Solved – the basis for the Box and Whisker Plot definition of an outlier

boxplotnormality-assumptionoutliersqq-plot

The standard definition of an outlier for a Box and Whisker plot is points outside of the range $\left\{Q1-1.5IQR,Q3+1.5IQR\right\}$, where $IQR= Q3-Q1$ and $Q1$ is the first quartile and $Q3$ is the third quartile of the data.

What is the basis for this definition? With a large number of points, even a perfectly normal distribution returns outliers.

For example, suppose you start with the sequence:

xseq<-seq(1-.5^1/4000,.5^1/4000, by = -.00025)

This sequence creates a percentile ranking of 4000 points of data.

Testing normality for the qnorm of this series results in:

shapiro.test(qnorm(xseq))

    Shapiro-Wilk normality test

data:  qnorm(xseq)
W = 0.99999, p-value = 1

ad.test(qnorm(xseq))

    Anderson-Darling normality test

data:  qnorm(xseq)
A = 0.00044273, p-value = 1

The results are exactly as expected: the normality of a normal distribution is normal. Creating a qqnorm(qnorm(xseq)) creates (as expected) a straight line of data:

qqnorm plot of data

If a boxplot of the same data is created, boxplot(qnorm(xseq)) produces the result:

boxplot of the data

The boxplot, unlike shapiro.test, ad.test, or qqnorm identifies several points as outliers when the sample size is sufficiently large (as in this example).

Best Answer

Boxplots

Here is a relevant section from Hoaglin, Mosteller and Tukey (2000): Understanding Robust and Exploratory Data Analysis. Wiley. Chapter 3, "Boxplots and Batch Comparison", written by John D. Emerson and Judith Strenio (from page 62):

[...] Our definition of outliers as data values that are smaller than $F_{L}-\frac{3}{2}d_{F}$ or larger than $F_{U}+\frac{3}{2}d_{F}$ is somewhat arbitrary, but experience with many data sets indicates that this definition serves well in identifying values that may require special attention.[...]

$F_{L}$ and $F_{U}$ denote the first and third quartile, whereas $d_{F}$ is the interquartile range (i.e. $F_{U}-F_{L}$).

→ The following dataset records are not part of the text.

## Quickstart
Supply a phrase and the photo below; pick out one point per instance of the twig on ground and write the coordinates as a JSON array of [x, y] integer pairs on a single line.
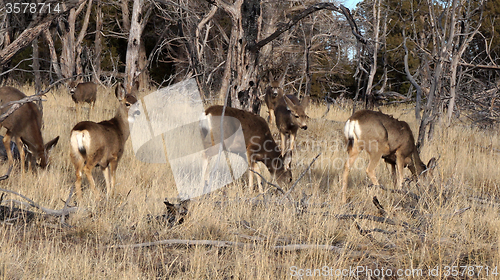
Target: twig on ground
[[403, 192], [47, 211], [219, 243]]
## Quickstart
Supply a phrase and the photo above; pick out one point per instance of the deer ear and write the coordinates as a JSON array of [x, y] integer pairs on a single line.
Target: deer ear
[[287, 162], [288, 102], [305, 101], [49, 145], [432, 163], [120, 91]]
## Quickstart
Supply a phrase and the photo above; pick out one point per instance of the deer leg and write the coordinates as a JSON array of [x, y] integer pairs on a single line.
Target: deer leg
[[78, 183], [400, 165], [393, 173], [6, 144], [22, 155], [292, 141], [259, 180], [370, 170], [283, 143], [353, 155], [271, 118], [78, 162], [87, 169], [110, 182]]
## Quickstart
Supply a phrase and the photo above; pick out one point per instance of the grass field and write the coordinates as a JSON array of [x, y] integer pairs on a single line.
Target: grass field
[[432, 237]]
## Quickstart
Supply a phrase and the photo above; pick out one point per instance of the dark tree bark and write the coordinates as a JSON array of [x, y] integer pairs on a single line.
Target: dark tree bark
[[98, 41], [241, 73]]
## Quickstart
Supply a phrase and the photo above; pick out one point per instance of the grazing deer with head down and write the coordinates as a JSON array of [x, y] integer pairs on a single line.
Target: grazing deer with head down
[[382, 136], [260, 145], [83, 93], [24, 128], [101, 144]]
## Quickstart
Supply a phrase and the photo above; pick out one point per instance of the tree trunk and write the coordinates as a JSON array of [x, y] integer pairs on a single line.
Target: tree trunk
[[137, 24], [373, 69], [53, 54], [97, 42], [25, 38]]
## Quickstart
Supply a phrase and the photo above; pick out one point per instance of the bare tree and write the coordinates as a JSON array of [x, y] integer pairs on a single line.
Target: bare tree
[[135, 53]]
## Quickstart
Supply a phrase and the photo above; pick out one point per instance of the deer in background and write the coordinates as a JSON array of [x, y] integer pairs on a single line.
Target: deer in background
[[24, 128], [382, 136], [290, 115], [260, 145], [83, 93], [101, 144], [273, 92], [287, 111]]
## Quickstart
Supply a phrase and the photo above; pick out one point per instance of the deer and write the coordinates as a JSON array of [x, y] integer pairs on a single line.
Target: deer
[[382, 136], [273, 92], [83, 93], [24, 129], [101, 144], [290, 115], [259, 143]]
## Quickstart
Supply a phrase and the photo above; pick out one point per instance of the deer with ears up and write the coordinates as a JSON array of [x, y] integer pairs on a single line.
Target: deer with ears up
[[260, 145], [287, 111], [382, 136], [83, 92], [101, 144], [24, 128]]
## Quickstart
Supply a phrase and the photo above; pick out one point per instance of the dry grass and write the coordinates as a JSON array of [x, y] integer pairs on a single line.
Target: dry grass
[[467, 170]]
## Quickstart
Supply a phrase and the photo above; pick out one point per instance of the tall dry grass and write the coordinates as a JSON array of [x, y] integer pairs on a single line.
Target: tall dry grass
[[432, 237]]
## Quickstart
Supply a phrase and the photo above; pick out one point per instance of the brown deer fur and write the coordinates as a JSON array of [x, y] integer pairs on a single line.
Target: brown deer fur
[[24, 127], [260, 145], [84, 92], [382, 136], [290, 115], [100, 144]]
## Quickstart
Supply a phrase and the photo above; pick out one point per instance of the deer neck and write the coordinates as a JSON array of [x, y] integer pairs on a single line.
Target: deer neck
[[419, 165], [34, 142], [121, 119], [270, 161]]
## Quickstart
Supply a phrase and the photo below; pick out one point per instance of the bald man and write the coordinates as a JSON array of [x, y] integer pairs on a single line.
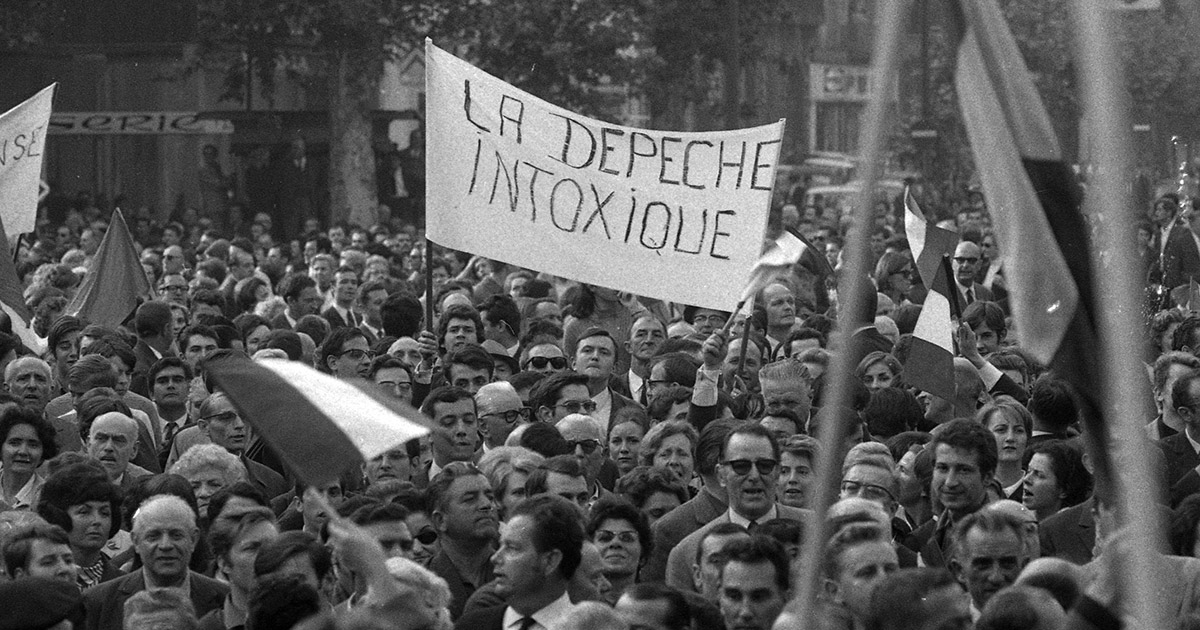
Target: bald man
[[165, 534], [499, 411], [586, 441], [113, 439]]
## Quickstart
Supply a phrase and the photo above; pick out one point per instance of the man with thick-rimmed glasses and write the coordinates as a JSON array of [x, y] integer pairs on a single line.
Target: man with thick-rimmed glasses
[[749, 472], [501, 411]]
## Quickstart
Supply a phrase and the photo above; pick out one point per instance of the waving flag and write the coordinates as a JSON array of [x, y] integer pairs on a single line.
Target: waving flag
[[114, 282], [319, 425], [930, 364], [12, 301], [1036, 207]]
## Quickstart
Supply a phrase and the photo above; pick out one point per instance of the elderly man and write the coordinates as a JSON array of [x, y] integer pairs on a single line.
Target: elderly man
[[29, 381], [499, 409], [465, 516], [113, 439], [586, 441], [989, 553], [165, 534]]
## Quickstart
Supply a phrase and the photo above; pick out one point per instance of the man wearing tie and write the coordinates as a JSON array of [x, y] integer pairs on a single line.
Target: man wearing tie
[[966, 267], [541, 545], [169, 378]]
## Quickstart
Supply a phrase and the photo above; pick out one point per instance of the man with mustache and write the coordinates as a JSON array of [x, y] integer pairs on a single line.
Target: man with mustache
[[465, 516], [749, 472]]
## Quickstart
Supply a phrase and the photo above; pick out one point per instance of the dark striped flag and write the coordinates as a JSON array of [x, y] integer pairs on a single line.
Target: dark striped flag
[[1036, 207], [114, 282], [321, 426], [930, 365], [12, 301]]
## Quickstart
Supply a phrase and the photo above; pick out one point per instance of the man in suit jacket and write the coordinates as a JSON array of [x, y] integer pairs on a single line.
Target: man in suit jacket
[[708, 504], [165, 534], [595, 355], [154, 328], [1181, 257], [749, 472]]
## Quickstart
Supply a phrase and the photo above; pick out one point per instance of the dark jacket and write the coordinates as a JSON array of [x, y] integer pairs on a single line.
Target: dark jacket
[[105, 603]]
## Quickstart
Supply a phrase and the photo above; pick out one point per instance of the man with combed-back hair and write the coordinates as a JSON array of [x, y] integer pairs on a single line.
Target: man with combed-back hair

They go on and show the application to a Gaussian population (page 63):

Consider the standard Gaussian distribution, with mean $0$ and variance $1$. We look for population values of this distribution that are analogous to the sample values used in the boxplot. For a symmetric distribution, the median equals the mean, so the population median of the standard Gaussian distribution is $0$. The population fourths are $-0.6745$ and $0.6745$, so the population fourth-spread is $1.349$, or about $\frac{4}{3}$. Thus $\frac{3}{2}$ times the fourth-spread is $2.0235$ (about $2$). The population outlier cutoffs are $\pm 2.698$ (about $2\frac{2}{3}$), and they contain $99.3\%$ of the distribution. [...]

So

[they] show that if the cutoffs are applied to a Gaussian distribution, then $0.7\%$ of the population is outside the outlier cutoffs; this figure provides a standard of comparison for judging the placement of the outlier cutoffs [...].

Further, they write

[...] Thus we can judge whether our data seem heavier-tailed than Gaussian by how many points fall beyond the outlier cutoffs. [...]

They provide a table with the expected proportion of values that fall outside the outlier cutoffs (labelled "Total % Out"):

Table 3-2

So these cutoffs where never intended to be a strict rule about what data points are outliers or not. As you noted, even a perfect Normal distribution is expected to exhibit "outliers" in a boxplot.


Outliers

As far as I know, there is no universally accepted definition of outlier. I like the definition by Hawkins (1980):

An outlier is an observation which deviates so much from the other observations as to arouse suspicions that it was generated by a different mechanism.

Ideally, you should only treat data points as outliers once you understand why they don't belong to the rest of the data. A simple rule is not sufficient. A good treatment of outliers can be found in Aggarwal (2013).

References

Aggarwal CC (2013): Outlier Analysis. Springer.
Hawkins D (1980): Identification of Outliers. Chapman and Hall.
Hoaglin, Mosteller and Tukey (2000): Understanding Robust and Exploratory Data Analysis. Wiley.